Montgomery, Alabama. La femme de 42 ans qui entrait chez elle après une journée de travail était fatiguée. Elle éprouvait cette fatigue durable de l’âme et de l’esprit, celle de subir les brimades et les exactions continuelles, petites et grandes.
Plus accablée qu’à l’habitude, ce 1erdécembre 1955, cette femme qui se tenait debout devant l’oppresseur depuis toujours est demeurée assise et a refusé de céder à un Blanc sa place dans le bus. Par ce geste non prémédité qu’elle assumera cependant jusqu’au bout, la militante africaine-américaine Rosa Parks devient la mère des droits civiques aux États-Unis.

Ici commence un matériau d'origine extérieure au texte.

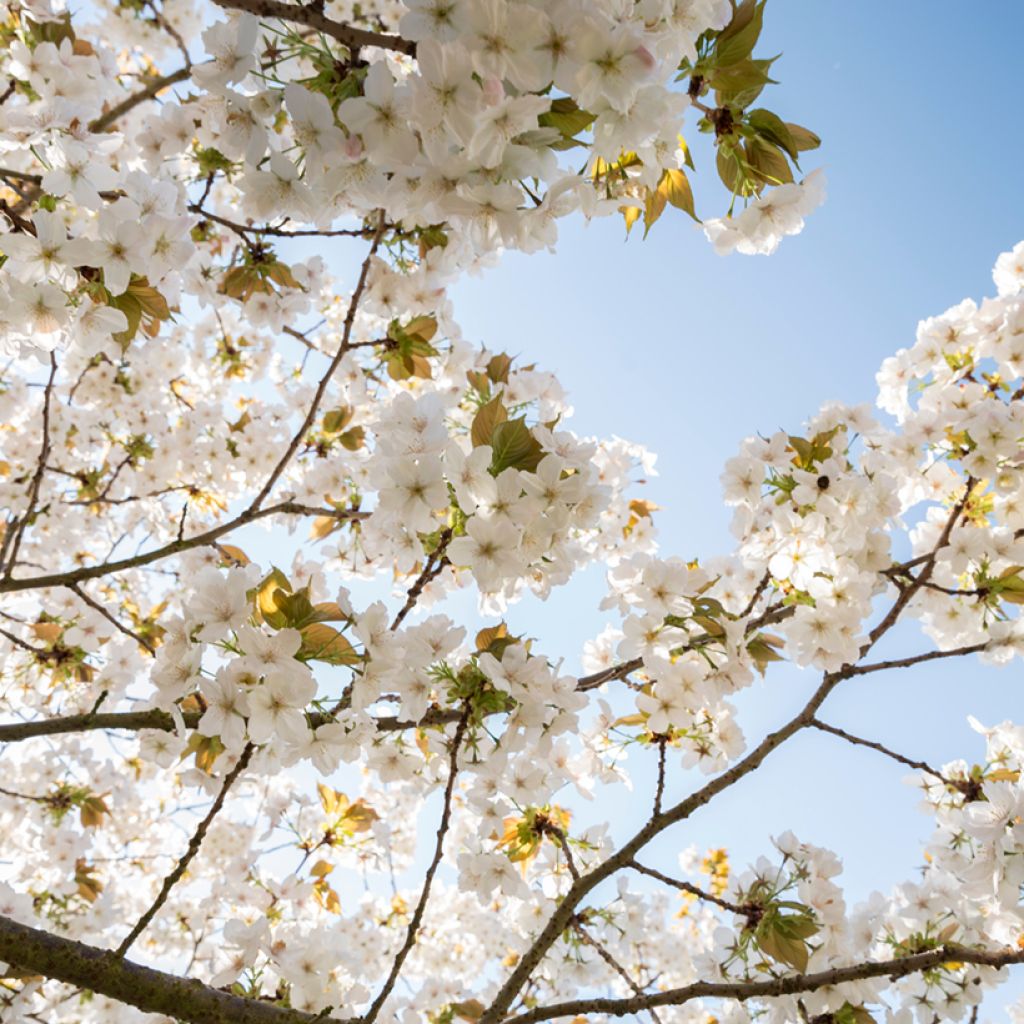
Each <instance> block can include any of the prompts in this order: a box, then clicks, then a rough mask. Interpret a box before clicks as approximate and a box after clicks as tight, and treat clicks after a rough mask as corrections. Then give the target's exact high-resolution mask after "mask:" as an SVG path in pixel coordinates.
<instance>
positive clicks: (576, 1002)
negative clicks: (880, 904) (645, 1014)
mask: <svg viewBox="0 0 1024 1024" xmlns="http://www.w3.org/2000/svg"><path fill="white" fill-rule="evenodd" d="M946 963H959V964H975V965H978V966H981V967H994V968H999V967H1007V966H1009V965H1011V964H1021V963H1024V949H1006V950H1002V951H999V952H989V951H987V950H983V949H969V948H967V947H966V946H957V945H951V944H950V945H945V946H940V947H939V948H938V949H929V950H928V951H927V952H923V953H913V954H911V955H909V956H901V957H900V958H899V959H891V961H873V962H867V963H864V964H854V965H851V966H850V967H837V968H830V969H829V970H827V971H816V972H814V973H813V974H795V975H788V976H787V977H784V978H774V979H772V980H771V981H723V982H715V981H697V982H694V983H693V984H692V985H684V986H683V987H681V988H670V989H666V990H665V991H663V992H651V993H650V994H647V995H634V996H631V997H629V998H624V999H609V998H593V999H570V1000H567V1001H565V1002H555V1004H552V1005H551V1006H547V1007H538V1008H536V1009H535V1010H528V1011H526V1013H523V1014H517V1015H516V1016H515V1017H508V1018H506V1019H505V1022H504V1024H535V1022H536V1021H547V1020H553V1019H554V1018H556V1017H574V1016H577V1015H580V1014H608V1015H609V1016H612V1017H625V1016H626V1015H627V1014H636V1013H640V1012H641V1011H643V1010H650V1009H651V1008H652V1007H678V1006H681V1005H682V1004H684V1002H688V1001H690V1000H691V999H699V998H725V999H739V1000H741V1001H742V1000H745V999H756V998H768V997H771V996H778V995H795V994H797V993H798V992H813V991H816V990H817V989H819V988H826V987H828V986H830V985H841V984H843V983H844V982H848V981H862V980H864V979H865V978H891V979H893V980H895V979H897V978H905V977H906V976H907V975H908V974H918V973H920V972H922V971H928V970H931V969H932V968H936V967H939V966H940V965H942V964H946Z"/></svg>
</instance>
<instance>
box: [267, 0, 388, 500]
mask: <svg viewBox="0 0 1024 1024" xmlns="http://www.w3.org/2000/svg"><path fill="white" fill-rule="evenodd" d="M286 6H287V5H286ZM298 9H303V10H304V9H305V8H298ZM383 231H384V213H383V211H381V213H380V215H379V217H378V224H377V230H376V231H375V232H374V237H373V242H372V243H371V245H370V252H369V253H367V258H366V259H365V260H364V261H362V266H361V268H360V269H359V278H358V281H357V282H356V284H355V289H354V291H353V292H352V297H351V299H349V302H348V311H347V312H346V313H345V323H344V326H343V328H342V332H341V344H340V345H339V346H338V351H337V352H335V354H334V358H333V359H332V360H331V365H330V366H329V367H328V369H327V373H325V374H324V376H323V377H322V378H321V381H319V383H318V384H317V385H316V390H315V391H314V392H313V400H312V401H311V402H310V403H309V410H308V411H307V413H306V416H305V419H303V421H302V426H300V427H299V429H298V430H297V431H296V432H295V435H294V436H293V437H292V439H291V441H290V442H289V444H288V447H287V449H286V450H285V453H284V455H282V457H281V459H280V460H279V461H278V465H276V466H274V467H273V470H272V471H271V472H270V475H269V476H268V477H267V478H266V482H265V483H264V484H263V486H262V487H261V488H260V490H259V494H258V495H257V496H256V497H255V498H254V499H253V500H252V503H251V504H250V506H249V508H248V510H247V511H248V512H249V513H254V512H256V511H257V510H258V509H259V507H260V506H261V505H262V504H263V501H264V499H265V498H266V497H267V495H269V494H270V492H271V490H272V489H273V485H274V484H275V483H276V482H278V479H279V478H280V477H281V474H282V473H284V471H285V468H286V467H287V466H288V464H289V463H290V462H291V461H292V456H294V455H295V453H296V452H297V451H298V447H299V444H300V443H301V442H302V438H303V437H305V435H306V432H307V431H308V430H309V428H310V426H312V422H313V420H314V419H315V418H316V412H317V410H318V409H319V406H321V402H322V401H323V400H324V394H325V392H326V391H327V386H328V384H329V383H330V381H331V378H332V377H334V374H335V371H336V370H337V369H338V367H339V366H340V365H341V360H342V359H343V358H344V357H345V355H346V354H347V352H348V344H349V341H350V340H351V337H352V328H353V326H354V325H355V312H356V309H357V308H358V305H359V300H360V299H361V298H362V293H364V292H365V291H366V287H367V279H368V278H369V276H370V267H371V264H372V263H373V259H374V256H375V255H376V253H377V247H378V246H379V245H380V241H381V234H382V233H383Z"/></svg>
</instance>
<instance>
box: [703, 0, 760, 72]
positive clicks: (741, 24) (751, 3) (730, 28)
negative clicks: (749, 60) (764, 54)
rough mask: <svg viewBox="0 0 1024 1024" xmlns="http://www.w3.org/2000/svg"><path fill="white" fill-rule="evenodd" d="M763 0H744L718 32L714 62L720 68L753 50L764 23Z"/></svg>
mask: <svg viewBox="0 0 1024 1024" xmlns="http://www.w3.org/2000/svg"><path fill="white" fill-rule="evenodd" d="M764 9H765V5H764V0H761V2H760V3H757V2H755V3H751V2H748V0H744V2H743V3H741V4H740V5H739V6H738V7H737V8H736V12H735V14H734V15H733V18H732V20H731V22H730V23H729V25H727V26H726V27H725V28H724V29H723V30H722V32H721V33H720V34H719V37H718V40H717V41H716V44H715V62H716V65H718V67H720V68H729V67H730V66H732V65H734V63H736V62H738V61H739V60H745V59H746V57H749V56H750V55H751V53H752V52H753V51H754V47H755V46H756V45H757V42H758V39H759V38H760V37H761V29H762V28H763V24H764Z"/></svg>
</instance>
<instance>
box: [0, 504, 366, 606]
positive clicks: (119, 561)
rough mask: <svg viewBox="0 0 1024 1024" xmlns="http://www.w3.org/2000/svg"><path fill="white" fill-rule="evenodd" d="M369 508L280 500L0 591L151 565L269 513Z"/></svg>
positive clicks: (98, 576)
mask: <svg viewBox="0 0 1024 1024" xmlns="http://www.w3.org/2000/svg"><path fill="white" fill-rule="evenodd" d="M369 514H370V513H369V512H357V511H356V510H354V509H318V508H312V507H310V506H308V505H302V504H300V503H298V502H279V503H278V504H276V505H270V506H268V507H267V508H264V509H246V511H245V512H242V513H241V514H240V515H237V516H236V517H234V518H233V519H231V520H230V521H229V522H225V523H222V524H221V525H219V526H213V527H212V528H211V529H207V530H204V531H203V532H202V534H195V535H193V536H191V537H186V538H183V539H181V540H174V541H171V542H170V543H168V544H165V545H164V546H163V547H162V548H155V549H154V550H153V551H145V552H143V553H142V554H139V555H133V556H132V557H130V558H121V559H119V560H118V561H114V562H103V563H101V564H99V565H89V566H82V567H81V568H77V569H68V570H67V571H66V572H50V573H47V574H45V575H39V577H29V578H26V579H19V580H15V579H9V580H0V594H6V593H10V592H12V591H20V590H36V589H39V588H42V587H70V586H71V585H72V584H76V583H81V582H82V581H83V580H95V579H97V578H99V577H103V575H109V574H110V573H112V572H123V571H124V570H125V569H133V568H137V567H138V566H140V565H148V564H150V563H151V562H157V561H160V559H162V558H167V557H168V556H170V555H176V554H179V553H180V552H182V551H188V550H189V549H190V548H200V547H203V546H204V545H209V544H212V543H213V542H214V541H216V540H218V539H219V538H221V537H223V536H224V535H225V534H229V532H231V530H232V529H238V528H239V527H240V526H245V525H248V524H249V523H250V522H254V521H255V520H256V519H263V518H264V517H266V516H268V515H328V516H333V517H334V518H335V519H366V518H367V516H368V515H369Z"/></svg>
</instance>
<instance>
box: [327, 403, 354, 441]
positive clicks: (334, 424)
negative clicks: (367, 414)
mask: <svg viewBox="0 0 1024 1024" xmlns="http://www.w3.org/2000/svg"><path fill="white" fill-rule="evenodd" d="M354 413H355V411H354V410H353V409H352V408H351V407H350V406H342V407H341V408H340V409H333V410H331V412H329V413H325V414H324V433H326V434H340V433H341V432H342V431H343V430H344V429H345V427H347V426H348V424H349V423H350V422H351V420H352V416H353V415H354Z"/></svg>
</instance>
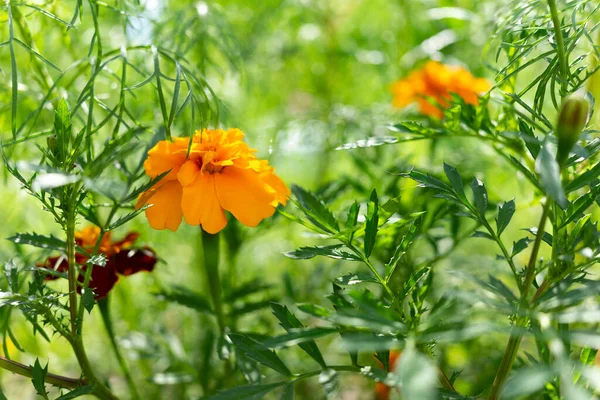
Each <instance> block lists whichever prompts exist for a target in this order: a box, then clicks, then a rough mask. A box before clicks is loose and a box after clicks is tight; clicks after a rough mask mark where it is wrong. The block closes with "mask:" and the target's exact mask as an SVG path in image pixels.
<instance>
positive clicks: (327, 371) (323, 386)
mask: <svg viewBox="0 0 600 400" xmlns="http://www.w3.org/2000/svg"><path fill="white" fill-rule="evenodd" d="M319 383H320V384H321V386H323V389H325V393H327V398H336V394H337V392H338V389H339V386H340V376H339V374H338V373H337V372H336V371H334V370H332V369H326V370H324V371H323V372H321V373H320V374H319Z"/></svg>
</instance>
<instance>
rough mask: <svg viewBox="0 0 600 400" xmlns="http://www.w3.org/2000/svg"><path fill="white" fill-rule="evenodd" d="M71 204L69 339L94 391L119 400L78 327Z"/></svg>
mask: <svg viewBox="0 0 600 400" xmlns="http://www.w3.org/2000/svg"><path fill="white" fill-rule="evenodd" d="M77 192H78V191H77V190H74V193H77ZM74 197H75V196H74ZM69 200H70V204H69V205H68V209H67V211H66V216H65V217H66V218H65V220H66V225H67V226H66V228H67V229H66V233H67V260H68V264H69V270H68V280H69V313H70V317H71V321H70V324H71V334H70V335H69V336H67V337H66V338H67V340H68V341H69V342H70V343H71V346H72V347H73V351H74V352H75V356H76V357H77V361H78V362H79V365H80V367H81V370H82V372H83V375H84V376H85V377H86V378H87V380H88V381H89V383H90V384H91V385H93V386H94V390H93V393H94V395H96V396H97V397H98V398H100V399H103V400H117V399H118V398H117V397H116V396H115V395H114V394H112V393H111V391H110V390H109V389H108V388H107V387H106V386H105V385H104V384H103V383H102V382H100V381H99V380H98V378H97V377H96V375H95V374H94V371H93V369H92V366H91V364H90V361H89V359H88V357H87V354H86V352H85V347H84V346H83V339H82V337H81V332H80V330H79V329H77V278H78V271H77V268H76V265H75V217H76V207H75V200H74V199H69Z"/></svg>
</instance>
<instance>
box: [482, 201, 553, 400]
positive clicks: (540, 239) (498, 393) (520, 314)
mask: <svg viewBox="0 0 600 400" xmlns="http://www.w3.org/2000/svg"><path fill="white" fill-rule="evenodd" d="M549 209H550V200H549V199H547V200H546V204H544V209H543V211H542V216H541V218H540V224H539V226H538V230H537V232H536V235H535V242H534V244H533V249H532V250H531V256H530V257H529V263H528V264H527V270H526V272H525V280H524V282H523V286H522V290H521V303H520V304H519V311H518V314H519V317H518V318H517V321H516V323H515V326H514V327H513V329H512V331H511V336H510V339H509V340H508V344H507V345H506V349H505V350H504V355H503V356H502V361H501V362H500V366H499V367H498V371H497V372H496V377H495V378H494V384H493V385H492V391H491V393H490V397H489V399H490V400H496V399H498V396H499V394H500V389H501V388H502V386H503V385H504V382H505V381H506V378H507V377H508V374H509V373H510V370H511V368H512V365H513V363H514V361H515V359H516V357H517V353H518V351H519V346H520V345H521V339H522V338H523V327H524V326H525V324H526V323H527V318H526V317H523V316H520V315H521V313H522V311H523V310H524V309H525V308H527V307H528V305H529V301H528V295H529V289H530V288H531V284H532V283H533V279H534V278H535V265H536V263H537V255H538V253H539V250H540V246H541V244H542V237H543V236H544V228H545V226H546V219H547V217H548V211H549Z"/></svg>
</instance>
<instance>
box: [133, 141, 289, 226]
mask: <svg viewBox="0 0 600 400" xmlns="http://www.w3.org/2000/svg"><path fill="white" fill-rule="evenodd" d="M243 138H244V133H243V132H242V131H241V130H239V129H228V130H223V129H204V130H202V131H196V134H195V135H194V136H193V138H192V143H191V144H190V142H189V141H190V139H189V138H175V139H174V140H173V141H172V142H169V141H166V140H163V141H161V142H159V143H158V144H157V145H156V146H154V147H153V148H152V149H150V151H149V152H148V159H147V160H146V162H145V163H144V168H145V170H146V174H148V175H149V176H150V177H152V178H155V177H157V176H159V175H161V174H163V173H166V172H168V173H167V175H166V176H165V177H164V178H163V179H162V180H161V181H160V182H159V183H158V184H157V185H156V186H154V187H153V188H151V189H150V190H148V191H146V192H145V193H143V194H142V195H141V196H140V197H139V199H138V204H137V207H138V208H139V207H141V206H142V205H144V204H151V205H152V207H150V208H148V209H147V210H146V217H147V218H148V221H149V222H150V226H152V228H154V229H165V228H166V229H170V230H172V231H176V230H177V228H179V225H180V224H181V220H182V218H183V219H185V221H186V222H187V223H188V224H190V225H201V226H202V229H204V230H205V231H206V232H208V233H217V232H219V231H221V230H222V229H223V228H225V226H226V225H227V218H226V217H225V211H229V212H230V213H231V214H233V216H234V217H235V218H236V219H237V220H239V221H240V222H241V223H242V224H244V225H246V226H250V227H255V226H257V225H258V224H259V223H260V221H262V220H263V219H265V218H268V217H270V216H272V215H273V213H274V212H275V209H276V207H277V205H278V204H283V205H285V203H286V201H287V198H288V196H289V195H290V191H289V189H288V188H287V186H286V185H285V183H283V181H282V180H281V179H280V178H279V177H278V176H277V175H275V169H274V168H273V167H271V166H270V165H269V162H268V161H267V160H260V159H258V158H257V157H256V156H255V152H256V150H254V149H251V148H250V147H248V145H247V144H246V143H245V142H243ZM188 152H189V154H188Z"/></svg>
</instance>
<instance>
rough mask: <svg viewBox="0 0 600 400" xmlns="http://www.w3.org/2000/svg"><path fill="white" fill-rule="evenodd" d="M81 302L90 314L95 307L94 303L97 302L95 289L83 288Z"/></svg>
mask: <svg viewBox="0 0 600 400" xmlns="http://www.w3.org/2000/svg"><path fill="white" fill-rule="evenodd" d="M81 302H82V303H83V306H84V307H85V309H86V310H87V312H88V314H89V313H91V312H92V310H93V309H94V305H95V304H96V300H95V295H94V291H93V290H92V289H90V288H83V289H81Z"/></svg>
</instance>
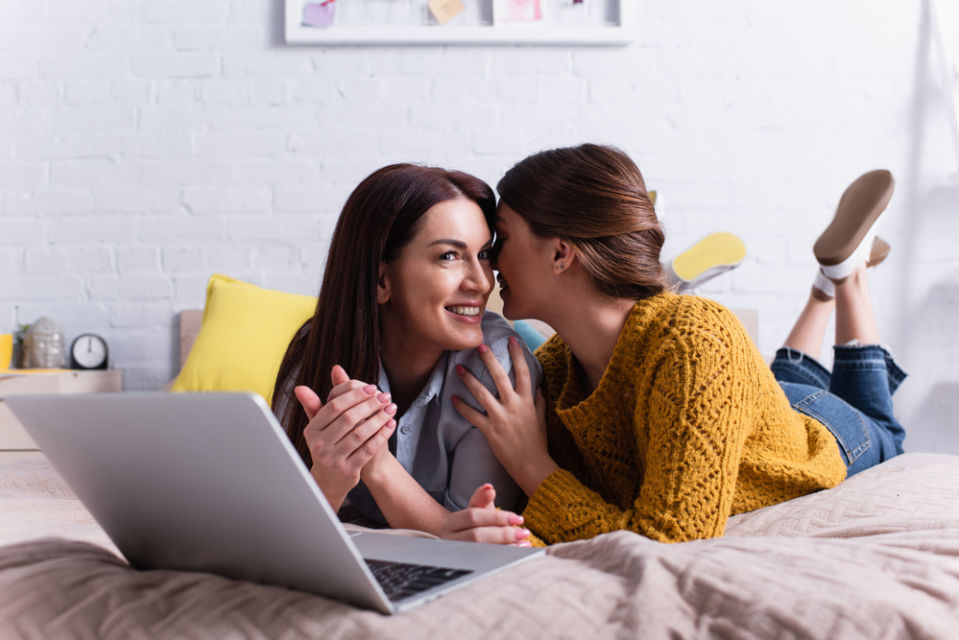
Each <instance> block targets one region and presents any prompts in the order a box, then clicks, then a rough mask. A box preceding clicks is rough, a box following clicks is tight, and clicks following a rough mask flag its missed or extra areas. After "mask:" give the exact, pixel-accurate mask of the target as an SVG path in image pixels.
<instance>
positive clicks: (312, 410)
mask: <svg viewBox="0 0 959 640" xmlns="http://www.w3.org/2000/svg"><path fill="white" fill-rule="evenodd" d="M293 395H295V396H296V399H297V400H299V401H300V406H302V407H303V411H304V412H305V413H306V418H307V420H312V419H313V418H314V416H316V414H317V412H318V411H319V410H320V408H321V407H322V406H323V401H322V400H320V396H318V395H316V392H315V391H313V389H310V388H309V387H307V386H306V385H299V386H297V387H294V389H293Z"/></svg>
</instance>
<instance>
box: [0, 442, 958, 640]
mask: <svg viewBox="0 0 959 640" xmlns="http://www.w3.org/2000/svg"><path fill="white" fill-rule="evenodd" d="M494 634H495V635H507V636H510V637H523V636H526V637H533V638H540V637H557V638H581V637H596V638H607V637H651V638H661V637H682V638H690V637H730V638H772V637H777V638H778V637H788V638H817V639H819V638H847V637H862V638H899V637H916V638H920V637H921V638H955V637H957V636H959V457H956V456H949V455H943V454H923V453H909V454H905V455H902V456H900V457H898V458H895V459H893V460H890V461H888V462H886V463H884V464H882V465H880V466H878V467H875V468H873V469H870V470H868V471H865V472H863V473H861V474H859V475H857V476H854V477H853V478H850V479H848V480H847V481H845V482H843V483H842V484H841V485H839V486H838V487H836V488H834V489H831V490H828V491H822V492H820V493H817V494H813V495H809V496H805V497H802V498H799V499H796V500H793V501H790V502H786V503H783V504H779V505H775V506H772V507H767V508H764V509H760V510H758V511H754V512H751V513H747V514H742V515H739V516H734V517H733V518H731V519H730V521H729V525H728V527H727V532H726V535H725V536H724V537H723V538H719V539H715V540H706V541H699V542H690V543H683V544H675V545H666V544H661V543H657V542H652V541H650V540H647V539H645V538H643V537H641V536H638V535H634V534H632V533H627V532H618V533H612V534H606V535H602V536H599V537H597V538H594V539H592V540H586V541H581V542H574V543H568V544H561V545H555V546H553V547H550V548H549V549H548V551H547V555H546V557H545V558H542V559H538V560H535V561H532V562H528V563H525V564H523V565H519V566H517V567H514V568H512V569H509V570H506V571H505V572H502V573H500V574H497V575H495V576H492V577H490V578H487V579H485V580H483V581H481V582H479V583H476V584H474V585H471V586H467V587H465V588H463V589H460V590H458V591H456V592H454V593H451V594H449V595H447V596H445V597H442V598H439V599H437V600H434V601H432V602H429V603H427V604H425V605H423V606H421V607H419V608H417V609H414V610H413V611H410V612H407V613H404V614H399V615H396V616H384V615H381V614H378V613H374V612H370V611H364V610H360V609H356V608H354V607H351V606H349V605H346V604H342V603H340V602H337V601H335V600H331V599H327V598H323V597H319V596H314V595H310V594H306V593H300V592H295V591H289V590H286V589H282V588H278V587H270V586H263V585H258V584H255V583H251V582H243V581H237V580H230V579H226V578H222V577H219V576H215V575H208V574H198V573H185V572H174V571H137V570H134V569H132V568H130V567H129V566H128V565H127V564H126V563H125V562H124V561H123V559H122V558H121V557H120V556H119V555H118V553H117V551H116V549H115V547H114V546H113V545H112V544H111V543H110V541H109V539H108V538H107V537H106V534H105V533H104V532H103V531H102V530H101V529H100V528H99V527H98V526H97V524H96V523H95V522H94V520H93V519H92V517H91V516H90V515H89V513H88V512H87V511H86V510H85V509H84V508H83V506H82V504H81V503H80V502H79V501H78V500H77V499H76V498H75V497H74V496H73V494H72V493H71V491H70V489H69V488H68V487H67V486H66V484H65V483H64V482H63V480H62V479H61V478H60V477H59V476H58V475H57V473H56V472H55V471H54V470H53V469H52V467H51V466H50V464H49V463H48V462H47V460H46V459H45V458H44V457H43V455H42V454H39V453H37V454H33V455H30V456H27V457H24V458H22V459H20V460H17V461H14V462H8V463H5V464H2V465H0V636H2V637H9V636H14V637H24V638H57V637H71V638H72V637H81V638H94V637H95V638H131V637H150V638H172V637H176V638H210V637H216V638H224V637H230V638H235V637H246V638H299V637H323V638H341V637H343V638H383V637H393V638H406V637H457V638H463V639H466V638H487V637H491V636H493V635H494Z"/></svg>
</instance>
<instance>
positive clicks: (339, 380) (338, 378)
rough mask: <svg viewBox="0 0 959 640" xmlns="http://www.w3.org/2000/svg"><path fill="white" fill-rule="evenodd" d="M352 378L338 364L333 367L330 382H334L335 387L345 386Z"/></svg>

En ce temps-là, la majorité noire courbait l’échine et se taisait devant l’ignoble injustice qui régnait partout dans le Sud ségrégationniste. Cela allait changer. Quatre-vingt-dix ans après l’abolition de l’esclavage, le refus de Rosa Parks marqua un autre tournant historique. S’enclenchait à sa suite une campagne politique de boycott des transports publics de Montgomery, dont 70 % des usagers étaient noirs. La chronique de cet acte de résistance et de sa formidable organisation des déplacements de quelque 50 000 personnes captive, et la réponse féroce des Blancs consterne. Plusieurs contestataires perdirent leur emploi. Les bus restèrent confinés au garage. Les adhésions aux sociétés suprémacistes blanches du Ku Klux Klan et du White Citizens connurent une forte progression. Des bombes explosèrent, dont une dans la maison de Martin Luther King Jr. Un an plus tard, le 21 décembre 1956, c’est jour de victoire. La Cour suprême des États-Unis déclare anticonstitutionnelles les lois de l’État d’Alabama sur la ségrégation dans les transports.
Arrière-petite-fille d’esclave, Rosa travaille aux champs avant même d’avoir atteint l’âge de raison. Elle se souvient que son grand-père, armé d’un fusil, faisait le guet sur le seuil de la maison, elleassise à sespieds. Au terme de la guerre de Sécession entre l’Union et les États confédérés et après l’abolition de l’esclavage, la ségrégation et son cortège d’interdits frappaient la majorité des personnes noires du Sud. Le Klan, très actif, punissait des pires châtiments la moindre transgression des Noirs, et ne tolérait pas davantage celle des quelques Blancs qui luttaient à leurs côtés.
Le parcours de l’activiste Parks est accidenté, mais son récit est d’une simplicité désarmante, à l’image de la femme humble et si tenace qu’elle a été. Il ne faut pas croire qu’elle était naïve pour autant. Non seulement son récit relate-t-il une quête épique de liberté, mais il témoigne aussi du quotidien et des mille tracasseries qui cachaient les plus graves dangers. Aux côtés de Martin Luther King Jr, son bras droit le pasteur Ralph David Abernathy, Coretta King, l’avocat Edgar Nixon, Rosa Parks a pavé par sa force discrète la voie au mouvement d’une exemplarité qui ne devrait cesser d’inspirer nos luttes d’aujourd’hui pour la justice sociale. Sur le bout des lèvres, elle confesse : « Certaines personnes m’ont dit, et j’ai la faiblesse de les croire, que j’avais eu une grande influence sur leur vie ».
Rosa Parks a été de toutes les batailles décisives et son histoire épouse celle, moderne et pacifique, des humains ségrégués en raison de leur faciès et de la couleur de leur peau. Sur ses confidences se superposent les images de la marche historique de Selma-Montgomery en 1965, que la cinéaste noire Ava DuVernay a immortalisée dans Selma(2014), scandée par les mots de John Legend, lauréat de l’Oscar et du Golden Globe de la meilleure chanson originale, « Glory », en 2015. Quarante ans après son geste légendaire, Parks reconnaît les avancées de la cause et du combat au cœur de sa vie, et elle s’en réjouit. Mais elle s’inquiète à raison de la résurgence de violences extrêmes. Décédée en 2005 chez elle à Détroit, à l’âge vénérable de 92 ans, que penserait-elle aujourd’hui des explosions de violences racistes, policières notamment, qui mettent au défi la nation américaine ? Dans les années 1980, l’écrivain James Baldwin notait avec dépit : « La vérité est que ce pays [les États-Unis] ne sait pas quoi faire de sa population noire et rêve à une sorte de solution finale ». Né sous le règne d’Obama en 2013, le mouvement Black Lives Matter,lancépar trois Africaines-Américaines, Alicia Garza, Patrisse Cullors et Opal Tometi, nous rappelle que la marche des Noirs n’est pas encore arrivée à sa destination.